11. We are concerned that there is a gap between what has been promised by the Government and the media in terms of Freedom and Choice – for example, that savers will be able to access their pensions "like a bank account" from April 2015 - and what will actually be available to retirees in April. This may prove confusing and frustrating to savers, many of whom may revert to choosing either the easiest or most heavily-promoted option, which may not deliver the best outcomes. The Government must be careful not to fuel media expectation of retirement solutions that schemes cannot deliver in the short to medium term and, along with the FCA, must be alert to the risk of over-promotion of high-cost, poor value solutions that do not deliver good member outcomes.


12. Even after April 2015, the Government should expect annuities to play a key role. Our research indicates a widespread preference among savers for certainty over flexibility [3] . 82% of respondents in our Understanding Retirement research stated that they wanted their pension to provide them with a regular income throughout their retirement, with a majority (55%) of respondents to our Workplace Pension Survey saying they would accept a lower return on investment in exchange for a guaranteed minimum income level. Even looking at the Guidance Guarantee, our research indicates that most people will be looking for it to provide an understanding of how to secure a regular income throughout retirement.

13. However, the annuities market has not been working well for consumers. Despite awareness of the right to shop around under the Open Market Option (OMO), savers often do not do so and end up selecting an annuity from their existing provider, often losing out on extra income in retirement. FCA research into the annuities market showed that around 150,000 savers could have got a better deal in 2013 had they not stayed with their existing provider, identifying consumer detriment in excess of £200 million – yet progress in reforming this market appears to have stalled. We look forward the completion of the FCA’s competition review of the annuities and wider retirement income market, which must ensure this important sector works well and delivers good value for all savers by April 2015.

Annual allowances

14. We welcome the pragmatic approach the Bill has taken towards mitigating the risks of widespread tax avoidance. In order for costs and burdens and schemes to be limited as much as possible, the implementation of the new annual allowances must be kept as simple as possible for schemes and for savers. It will therefore be important that HMRC both keeps reporting requirements simple, with schemes able to assume the £40,000 annual allowance is in place unless informed otherwise and only requires tax charges to be paid via the scheme when related to the £40,000 annual allowance, not the reduced allowances.

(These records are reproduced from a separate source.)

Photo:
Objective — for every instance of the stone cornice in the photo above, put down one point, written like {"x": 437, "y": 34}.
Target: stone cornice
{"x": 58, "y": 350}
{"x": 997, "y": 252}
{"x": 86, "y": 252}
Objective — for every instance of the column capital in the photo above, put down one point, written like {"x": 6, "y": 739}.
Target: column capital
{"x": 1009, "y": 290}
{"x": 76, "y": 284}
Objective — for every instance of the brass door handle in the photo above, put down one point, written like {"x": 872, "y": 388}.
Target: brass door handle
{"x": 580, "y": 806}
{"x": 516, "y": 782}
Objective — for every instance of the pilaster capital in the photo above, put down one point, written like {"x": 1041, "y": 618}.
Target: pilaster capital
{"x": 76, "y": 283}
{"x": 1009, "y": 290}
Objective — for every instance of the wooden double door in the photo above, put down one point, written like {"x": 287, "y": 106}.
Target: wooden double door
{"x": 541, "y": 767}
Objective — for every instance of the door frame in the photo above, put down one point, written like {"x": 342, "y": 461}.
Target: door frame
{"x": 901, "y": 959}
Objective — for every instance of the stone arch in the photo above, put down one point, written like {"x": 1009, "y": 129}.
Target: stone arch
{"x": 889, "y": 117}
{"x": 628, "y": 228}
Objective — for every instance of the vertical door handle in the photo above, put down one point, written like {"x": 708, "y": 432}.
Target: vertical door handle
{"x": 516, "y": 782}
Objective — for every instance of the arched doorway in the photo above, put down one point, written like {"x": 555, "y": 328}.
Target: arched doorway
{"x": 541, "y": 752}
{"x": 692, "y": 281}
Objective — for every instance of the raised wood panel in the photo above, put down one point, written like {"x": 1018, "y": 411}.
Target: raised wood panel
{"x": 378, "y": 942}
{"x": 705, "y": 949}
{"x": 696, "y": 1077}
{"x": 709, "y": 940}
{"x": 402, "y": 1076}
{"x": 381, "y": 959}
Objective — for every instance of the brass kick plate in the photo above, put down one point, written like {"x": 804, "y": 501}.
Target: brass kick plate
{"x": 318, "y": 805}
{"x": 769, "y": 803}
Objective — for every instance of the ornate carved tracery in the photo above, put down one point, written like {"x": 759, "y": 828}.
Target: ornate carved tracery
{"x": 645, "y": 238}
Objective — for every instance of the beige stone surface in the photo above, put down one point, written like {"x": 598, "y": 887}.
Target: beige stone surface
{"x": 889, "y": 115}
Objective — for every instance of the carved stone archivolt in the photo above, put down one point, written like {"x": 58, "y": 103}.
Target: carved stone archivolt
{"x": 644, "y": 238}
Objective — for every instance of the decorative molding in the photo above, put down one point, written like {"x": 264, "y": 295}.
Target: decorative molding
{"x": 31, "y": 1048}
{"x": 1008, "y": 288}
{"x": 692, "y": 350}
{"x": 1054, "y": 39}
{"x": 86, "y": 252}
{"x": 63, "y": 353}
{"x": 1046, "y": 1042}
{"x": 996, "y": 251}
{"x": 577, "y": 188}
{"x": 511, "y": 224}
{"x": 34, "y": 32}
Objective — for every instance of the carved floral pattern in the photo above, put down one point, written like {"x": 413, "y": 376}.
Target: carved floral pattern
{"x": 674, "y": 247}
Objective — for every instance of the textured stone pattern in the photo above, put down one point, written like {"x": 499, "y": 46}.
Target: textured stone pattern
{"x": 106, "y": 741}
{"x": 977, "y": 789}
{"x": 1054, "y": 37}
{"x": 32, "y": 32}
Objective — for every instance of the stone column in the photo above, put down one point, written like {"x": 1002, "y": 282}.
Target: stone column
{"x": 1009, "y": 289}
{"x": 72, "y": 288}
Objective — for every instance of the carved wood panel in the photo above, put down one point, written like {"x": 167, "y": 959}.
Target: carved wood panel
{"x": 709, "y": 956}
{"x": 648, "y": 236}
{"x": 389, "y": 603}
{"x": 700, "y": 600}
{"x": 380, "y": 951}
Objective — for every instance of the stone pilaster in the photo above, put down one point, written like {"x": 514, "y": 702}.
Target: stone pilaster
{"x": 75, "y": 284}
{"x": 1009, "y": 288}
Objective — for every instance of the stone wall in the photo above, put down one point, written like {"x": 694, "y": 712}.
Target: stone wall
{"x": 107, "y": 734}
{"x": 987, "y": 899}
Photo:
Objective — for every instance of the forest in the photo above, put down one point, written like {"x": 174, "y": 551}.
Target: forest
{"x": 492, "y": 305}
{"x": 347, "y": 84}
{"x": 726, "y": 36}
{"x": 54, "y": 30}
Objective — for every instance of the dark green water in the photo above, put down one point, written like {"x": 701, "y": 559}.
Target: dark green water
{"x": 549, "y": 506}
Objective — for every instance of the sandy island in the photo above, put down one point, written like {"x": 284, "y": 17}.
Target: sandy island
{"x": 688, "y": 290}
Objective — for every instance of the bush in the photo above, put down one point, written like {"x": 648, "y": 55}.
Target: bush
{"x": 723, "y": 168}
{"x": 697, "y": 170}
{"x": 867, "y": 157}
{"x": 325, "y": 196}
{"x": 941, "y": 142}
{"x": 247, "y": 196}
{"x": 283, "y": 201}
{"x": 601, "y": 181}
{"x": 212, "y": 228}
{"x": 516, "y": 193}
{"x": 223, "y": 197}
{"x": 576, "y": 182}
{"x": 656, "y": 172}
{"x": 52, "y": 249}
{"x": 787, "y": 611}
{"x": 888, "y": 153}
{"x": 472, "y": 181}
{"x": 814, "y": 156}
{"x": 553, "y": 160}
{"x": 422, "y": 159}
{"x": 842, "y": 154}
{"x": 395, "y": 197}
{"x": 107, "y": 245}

15. The application of the new annual allowance rules will be very complicated for those running hybrid pension schemes, and could affect some scheme members making legitimate contributions. We are skeptical that hybrid pension schemes will be abused for tax avoidance purposes. We believe it would be both fairer and simpler for a charge to be triggered on the higher defined benefit (DB) or defined contribution (DC) amount, with the more stringent rules outlined in the Bill only implemented if evidence emerges after April 2015 that new hybrid schemes are actually being set up for the purposes of tax avoidance.

16. We broadly support measures designed to bring more clarity to savers, particularly in an environment of greater freedom and choice. However, we are concerned that the requirement for savers to notify all of their schemes of having accessed their pension flexibly within 31 days is a heavy administrative burden to place on individual savers, many of whom lack awareness and confidence when it comes to managing their savings even now.